The tillage and horticulture sectors are also under pressure because of the high levels of rainfall and humidity, at what is a crucial stage in crop development.
Agriculture Minister Simon Coveney is being lobbied by the I.F.A. to secure an advance of 50 per cent on the Single Farm Payment for the middle of October, and to ensure the full payout of Disadvantaged Area payments in September. “The Minister has an opportunity to improve cashflow for farm families and provide some certainty in meeting credit deadlines,” says an I.F.A. spokesman.
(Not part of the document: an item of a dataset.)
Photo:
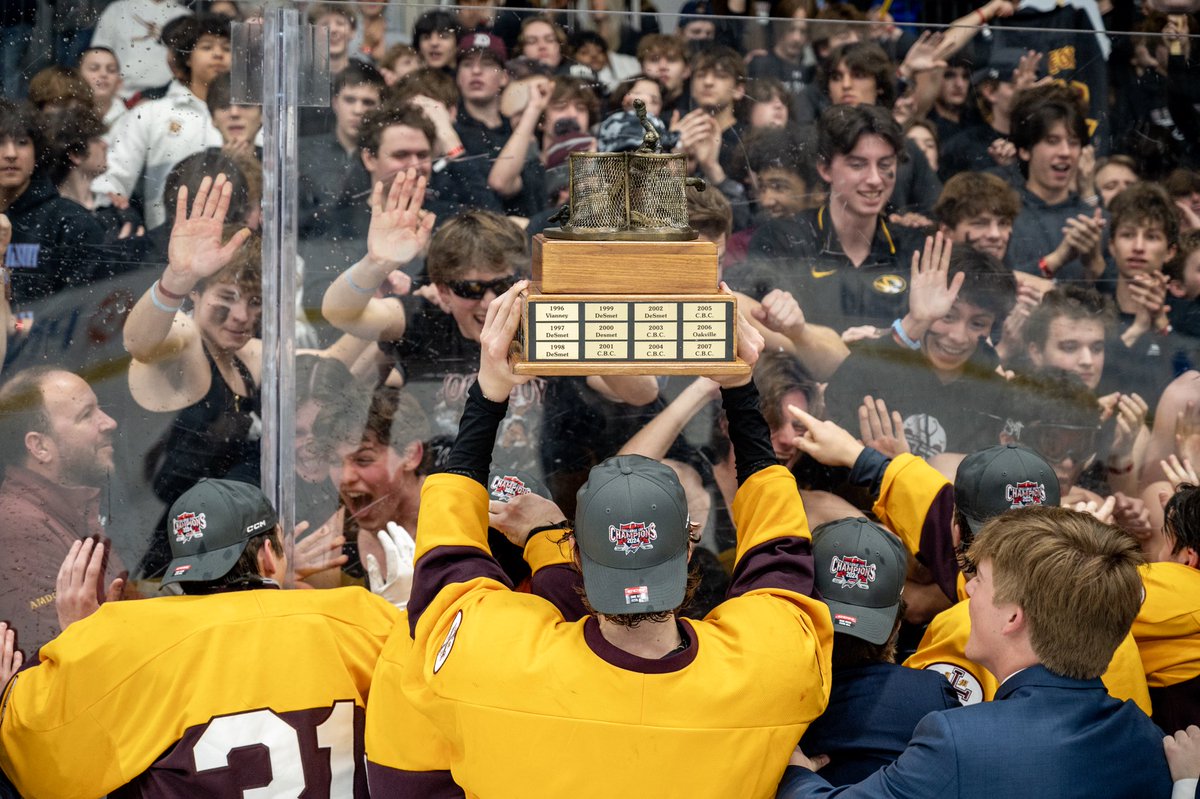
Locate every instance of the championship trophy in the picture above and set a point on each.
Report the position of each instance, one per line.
(623, 287)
Michael Flynn, Co. Galway I.F.A. chairman, said this week that controversial cuts to farm schemes are adding hugely to farmers’ current difficulties. “No other sector has taken the severe cutbacks that agriculture has had to face in recent years,” Mr Flynn adds. “These cuts have had a devastating effect on low-income farmers and on the rural economy.”
The loss of REPS 3 to low-income farmers has meant that many are left without an agri-environment scheme for the first time in 15 years.
Ambrose McDonagh, Co. Galway I.F.A. rural development spokesman, says Minister Coveney’s suggestion of a limited scheme will not be acceptable, stating: “He must use the savings from REPS 3 as well as future savings from the end of REPS 4 contracts to put in place a scheme which will impact positively on farm income.”